Re: [PATCH 1/3] thermal: handle get_temp() errors properly
From: Brian Norris
Date: Sat Nov 19 2016 - 00:31:02 EST
Hi,
On Fri, Nov 18, 2016 at 07:41:59PM -0800, Eduardo Valentin wrote:
> On Fri, Nov 18, 2016 at 03:52:55PM -0800, Brian Norris wrote:
> > If using CONFIG_THERMAL_EMULATION, there's a corner case where we might
> > get an error from the zone's get_temp() callback, but we'll ignore that
> > and keep using its value. Let's just error out properly instead.
> >
> > Signed-off-by: Brian Norris <briannorris@xxxxxxxxxxxx>
> > ---
> > drivers/thermal/thermal_core.c | 3 +++
> > 1 file changed, 3 insertions(+)
> >
> > diff --git a/drivers/thermal/thermal_core.c b/drivers/thermal/thermal_core.c
> > index 911fd964c742..0fa497f10d25 100644
> > --- a/drivers/thermal/thermal_core.c
> > +++ b/drivers/thermal/thermal_core.c
> > @@ -494,6 +494,8 @@ int thermal_zone_get_temp(struct thermal_zone_device *tz, int *temp)
> > mutex_lock(&tz->lock);
> >
> > ret = tz->ops->get_temp(tz, temp);
> > + if (ret)
> > + goto exit_unlock;
>
> Yeah, but the follow through is intentional, if I am not mistaken.

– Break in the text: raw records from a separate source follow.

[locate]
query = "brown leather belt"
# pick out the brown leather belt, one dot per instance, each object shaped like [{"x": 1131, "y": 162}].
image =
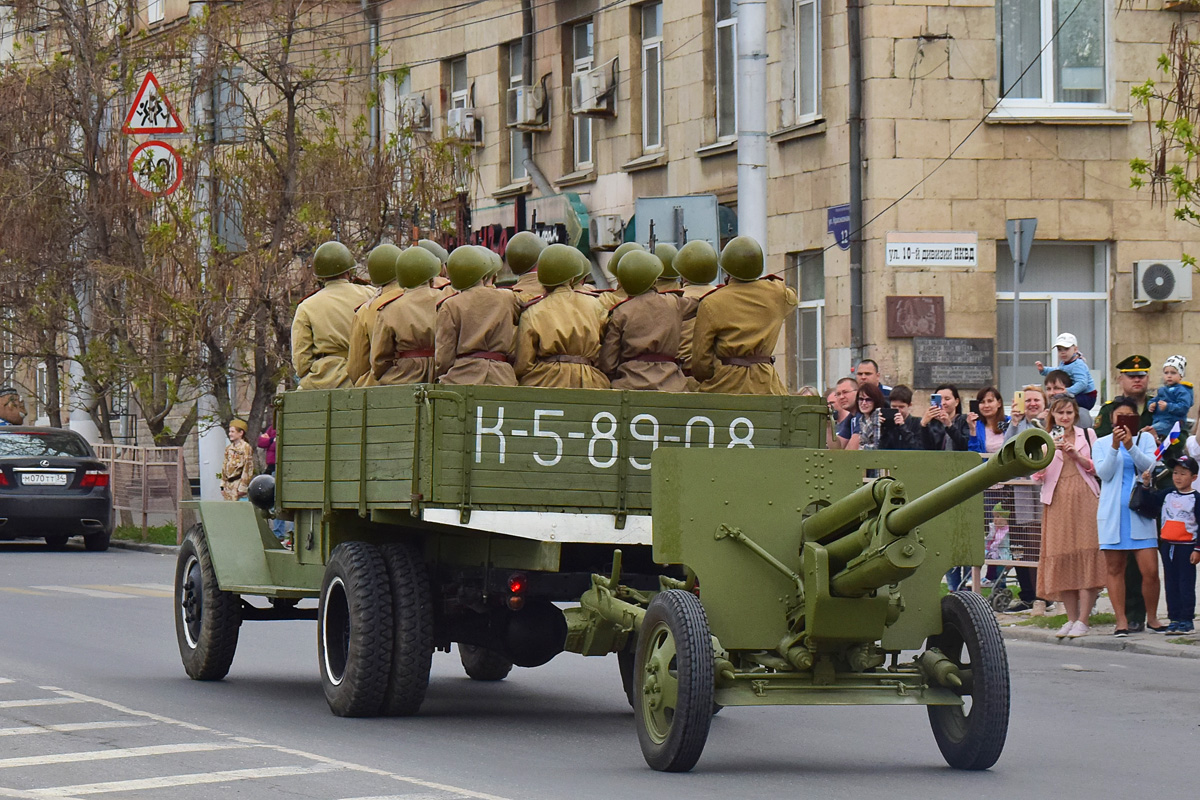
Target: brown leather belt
[
  {"x": 565, "y": 359},
  {"x": 490, "y": 355},
  {"x": 747, "y": 360}
]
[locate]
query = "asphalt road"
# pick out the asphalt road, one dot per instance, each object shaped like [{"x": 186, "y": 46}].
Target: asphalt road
[{"x": 95, "y": 703}]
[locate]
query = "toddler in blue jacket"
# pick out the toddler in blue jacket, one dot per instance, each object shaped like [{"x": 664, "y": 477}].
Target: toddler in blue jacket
[{"x": 1174, "y": 398}]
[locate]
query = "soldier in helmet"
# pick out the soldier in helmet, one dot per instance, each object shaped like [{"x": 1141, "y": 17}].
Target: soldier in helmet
[
  {"x": 697, "y": 264},
  {"x": 641, "y": 342},
  {"x": 402, "y": 340},
  {"x": 382, "y": 269},
  {"x": 522, "y": 254},
  {"x": 477, "y": 328},
  {"x": 611, "y": 298},
  {"x": 737, "y": 326},
  {"x": 321, "y": 330},
  {"x": 558, "y": 336}
]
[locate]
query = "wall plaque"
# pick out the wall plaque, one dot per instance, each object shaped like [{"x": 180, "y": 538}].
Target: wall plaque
[
  {"x": 910, "y": 317},
  {"x": 967, "y": 364}
]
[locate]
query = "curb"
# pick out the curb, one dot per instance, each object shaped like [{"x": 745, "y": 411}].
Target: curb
[
  {"x": 1105, "y": 642},
  {"x": 145, "y": 547}
]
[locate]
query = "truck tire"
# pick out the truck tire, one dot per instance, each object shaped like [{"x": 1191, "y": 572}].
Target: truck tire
[
  {"x": 972, "y": 739},
  {"x": 483, "y": 663},
  {"x": 412, "y": 647},
  {"x": 673, "y": 681},
  {"x": 354, "y": 630},
  {"x": 207, "y": 619}
]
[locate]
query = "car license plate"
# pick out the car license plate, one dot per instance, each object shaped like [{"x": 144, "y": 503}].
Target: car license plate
[{"x": 43, "y": 479}]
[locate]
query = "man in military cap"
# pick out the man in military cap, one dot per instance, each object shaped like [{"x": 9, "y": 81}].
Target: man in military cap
[
  {"x": 558, "y": 336},
  {"x": 641, "y": 342},
  {"x": 477, "y": 328},
  {"x": 12, "y": 407},
  {"x": 382, "y": 269},
  {"x": 402, "y": 338},
  {"x": 737, "y": 326},
  {"x": 321, "y": 330}
]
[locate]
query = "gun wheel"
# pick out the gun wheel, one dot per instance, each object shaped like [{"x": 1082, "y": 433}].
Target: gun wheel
[
  {"x": 673, "y": 681},
  {"x": 971, "y": 737},
  {"x": 207, "y": 619}
]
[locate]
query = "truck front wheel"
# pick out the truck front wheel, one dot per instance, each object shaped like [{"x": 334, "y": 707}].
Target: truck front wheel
[{"x": 354, "y": 631}]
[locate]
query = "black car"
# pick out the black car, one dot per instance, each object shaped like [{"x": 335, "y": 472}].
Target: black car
[{"x": 53, "y": 487}]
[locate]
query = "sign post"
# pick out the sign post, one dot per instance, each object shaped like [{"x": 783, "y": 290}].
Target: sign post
[{"x": 1020, "y": 242}]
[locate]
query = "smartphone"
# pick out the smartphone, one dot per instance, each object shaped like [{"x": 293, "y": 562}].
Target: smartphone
[{"x": 1129, "y": 422}]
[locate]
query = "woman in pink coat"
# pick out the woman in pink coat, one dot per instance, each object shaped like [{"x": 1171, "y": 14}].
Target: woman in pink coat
[{"x": 1071, "y": 567}]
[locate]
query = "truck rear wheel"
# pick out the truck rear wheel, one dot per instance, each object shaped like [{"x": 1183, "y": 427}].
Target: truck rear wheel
[
  {"x": 354, "y": 630},
  {"x": 207, "y": 619},
  {"x": 483, "y": 663},
  {"x": 971, "y": 737},
  {"x": 673, "y": 681},
  {"x": 412, "y": 611}
]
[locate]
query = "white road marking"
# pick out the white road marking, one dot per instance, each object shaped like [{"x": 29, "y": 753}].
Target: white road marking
[
  {"x": 39, "y": 701},
  {"x": 71, "y": 727},
  {"x": 88, "y": 593},
  {"x": 119, "y": 752},
  {"x": 168, "y": 781}
]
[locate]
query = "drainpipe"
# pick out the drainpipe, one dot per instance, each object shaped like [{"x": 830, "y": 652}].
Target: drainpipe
[
  {"x": 753, "y": 120},
  {"x": 855, "y": 36}
]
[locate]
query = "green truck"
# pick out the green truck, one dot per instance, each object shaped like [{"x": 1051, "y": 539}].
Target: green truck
[{"x": 709, "y": 541}]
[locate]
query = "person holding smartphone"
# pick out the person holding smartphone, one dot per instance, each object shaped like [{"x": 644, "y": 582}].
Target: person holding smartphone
[{"x": 1125, "y": 534}]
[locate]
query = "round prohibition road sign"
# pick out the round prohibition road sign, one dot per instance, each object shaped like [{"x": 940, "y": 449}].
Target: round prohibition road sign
[{"x": 155, "y": 168}]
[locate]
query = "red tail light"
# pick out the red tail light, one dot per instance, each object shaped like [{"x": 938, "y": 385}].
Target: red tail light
[{"x": 94, "y": 479}]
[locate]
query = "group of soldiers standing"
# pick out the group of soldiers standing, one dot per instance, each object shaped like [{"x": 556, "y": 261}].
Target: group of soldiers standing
[{"x": 435, "y": 316}]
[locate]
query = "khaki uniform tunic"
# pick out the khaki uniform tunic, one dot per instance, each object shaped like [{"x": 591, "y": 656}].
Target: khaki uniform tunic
[
  {"x": 564, "y": 323},
  {"x": 646, "y": 325},
  {"x": 358, "y": 365},
  {"x": 406, "y": 325},
  {"x": 481, "y": 320},
  {"x": 527, "y": 287},
  {"x": 741, "y": 319},
  {"x": 237, "y": 470},
  {"x": 321, "y": 334}
]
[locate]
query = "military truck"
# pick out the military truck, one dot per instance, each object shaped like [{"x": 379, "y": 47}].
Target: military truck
[{"x": 709, "y": 541}]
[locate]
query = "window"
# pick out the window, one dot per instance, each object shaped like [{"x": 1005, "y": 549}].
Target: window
[
  {"x": 726, "y": 70},
  {"x": 805, "y": 329},
  {"x": 652, "y": 76},
  {"x": 517, "y": 151},
  {"x": 1071, "y": 68},
  {"x": 583, "y": 55},
  {"x": 808, "y": 60},
  {"x": 1065, "y": 289}
]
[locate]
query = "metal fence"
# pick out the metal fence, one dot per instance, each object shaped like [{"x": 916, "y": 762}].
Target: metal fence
[{"x": 148, "y": 485}]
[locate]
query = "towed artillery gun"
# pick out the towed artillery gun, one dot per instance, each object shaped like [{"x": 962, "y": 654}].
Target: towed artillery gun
[{"x": 706, "y": 540}]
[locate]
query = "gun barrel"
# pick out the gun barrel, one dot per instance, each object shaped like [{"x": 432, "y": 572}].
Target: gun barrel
[{"x": 1029, "y": 452}]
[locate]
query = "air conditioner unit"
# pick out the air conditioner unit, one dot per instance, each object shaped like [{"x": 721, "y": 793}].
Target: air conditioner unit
[
  {"x": 592, "y": 91},
  {"x": 414, "y": 113},
  {"x": 463, "y": 125},
  {"x": 528, "y": 108},
  {"x": 606, "y": 232},
  {"x": 1158, "y": 281}
]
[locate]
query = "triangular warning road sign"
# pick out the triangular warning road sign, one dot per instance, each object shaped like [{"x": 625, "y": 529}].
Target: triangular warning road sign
[{"x": 151, "y": 112}]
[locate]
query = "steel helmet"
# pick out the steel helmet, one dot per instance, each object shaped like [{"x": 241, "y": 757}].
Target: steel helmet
[
  {"x": 696, "y": 262},
  {"x": 415, "y": 265},
  {"x": 558, "y": 264},
  {"x": 467, "y": 266},
  {"x": 522, "y": 252},
  {"x": 637, "y": 271},
  {"x": 436, "y": 248},
  {"x": 333, "y": 259},
  {"x": 382, "y": 264},
  {"x": 666, "y": 254},
  {"x": 742, "y": 258}
]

OK...but it has a bug. It potentially utilizes an uninitialized value
for *temp.
> >
> > if (IS_ENABLED(CONFIG_THERMAL_EMULATION) && tz->emul_temperature) {
>
> Even if the driver is not able to read real temperature, but emul temp
> is configured, then there is still opportunity to report the emulated
> temperature.
OK, maybe, but you should avoid doing this comparison then:
513 if (!ret && *temp < crit_temp)
514 *temp = tz->emul_temperature;
Note that 'ret' might be 0 (from the calls to ->get_trip_type()), and then
you're comparing with the uninitialized value of *temp. So you need some
solution that accounts for this and decides to ignore the real
temperature properly.
> > for (count = 0; count < tz->trips; count++) {
> > @@ -514,6 +516,7 @@ int thermal_zone_get_temp(struct thermal_zone_device *tz, int *temp)
> > *temp = tz->emul_temperature;
>
> And if you check the lines at the bottom of the loop, you will see that,
> in the fail case, we will stil compare to what is the content of temp,
> which might be problematic.
Yes...are you saying the same thing I am above?
> I would prefer we consider the patch I sent
> some time ago:
> https://patchwork.kernel.org/patch/7876381/
Honestly I didn't look that deeply into the framework here (and I also
don't use CONFIG_THERMAL_EMULATION), I was just fixing something that
was obviously wrong.
But on first read, that patch looks good to me -- although it'd be good
to note the uninitialized value fix in the comit log. Any reason that
didn't end up getting merged? It looks like it got reviewed, and you're
a thermal subsystem maintainer...
Brian